2 papers in the library · 9 citations · publishing 2019

Papers

Syntheses and analytical characterizations of the research chemical 1‐[1‐(2‐fluorophenyl)‐2‐phenylethyl]pyrrolidine (fluorolintane) and five of its isomers

Drug Testing and Analysis April 30, 2019 Michael Dybek, Jason Wallach, Pierce V. Kavanagh et al. 9 citations

Six possible racemic isomers of the research chemical fluorolintane (2-F-DPPy) were synthesized and characterized. The isomers differ by the position of a fluorine substituent on the phenyl or benzyl ring of the 1,2-diarylethylamine structure. Using mass spectrometry, chromatography, nuclear magnetic resonance spectroscopy, and infrared spectroscopy, each isomer was distinguishable. A tandem mass spectrometry method analyzing the [M + H – HF]+ species produced distinct product ions for all six substances, aiding identification of positional isomers that pose challenges for stakeholders confronting new psychoactive substances.

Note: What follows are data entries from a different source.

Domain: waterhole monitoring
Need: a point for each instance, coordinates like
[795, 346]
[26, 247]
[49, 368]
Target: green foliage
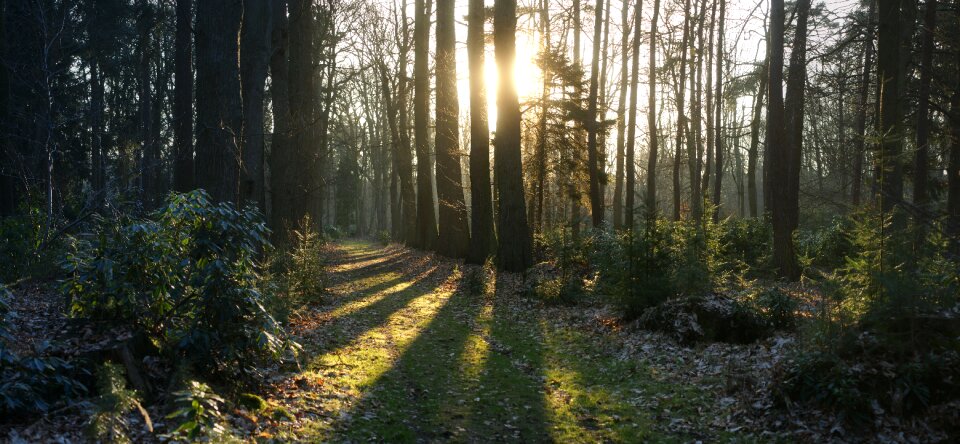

Pharmacological characterizations of the 'legal high' fluorolintane and isomers.

European journal of pharmacology August 15, 2019 Jason Wallach, Tristan Colestock, Julià Agramunt et al.

Fluorolintane, a 1,2-diarylethylamine sold as a 'research chemical' for dissociative effects, was studied pharmacologically for the first time alongside five related isomers. In vitro binding showed fluorolintane has high affinity for NMDA receptors (Ki = 87.92 nM) and even higher affinities for dopamine transporters (DAT) in most cases. Functional experiments in rat hippocampal slices demonstrated that fluorolintane inhibits NMDA receptor-induced field excitatory postsynaptic potentials and blocks long-term potentiation, consistent with NMDA receptor antagonism. In rats, fluorolintane disrupted prepulse inhibition (a measure of sensorimotor gating) with a median effective dose of 13.3 mg/kg, supporting anecdotal reports of dissociative effects in humans.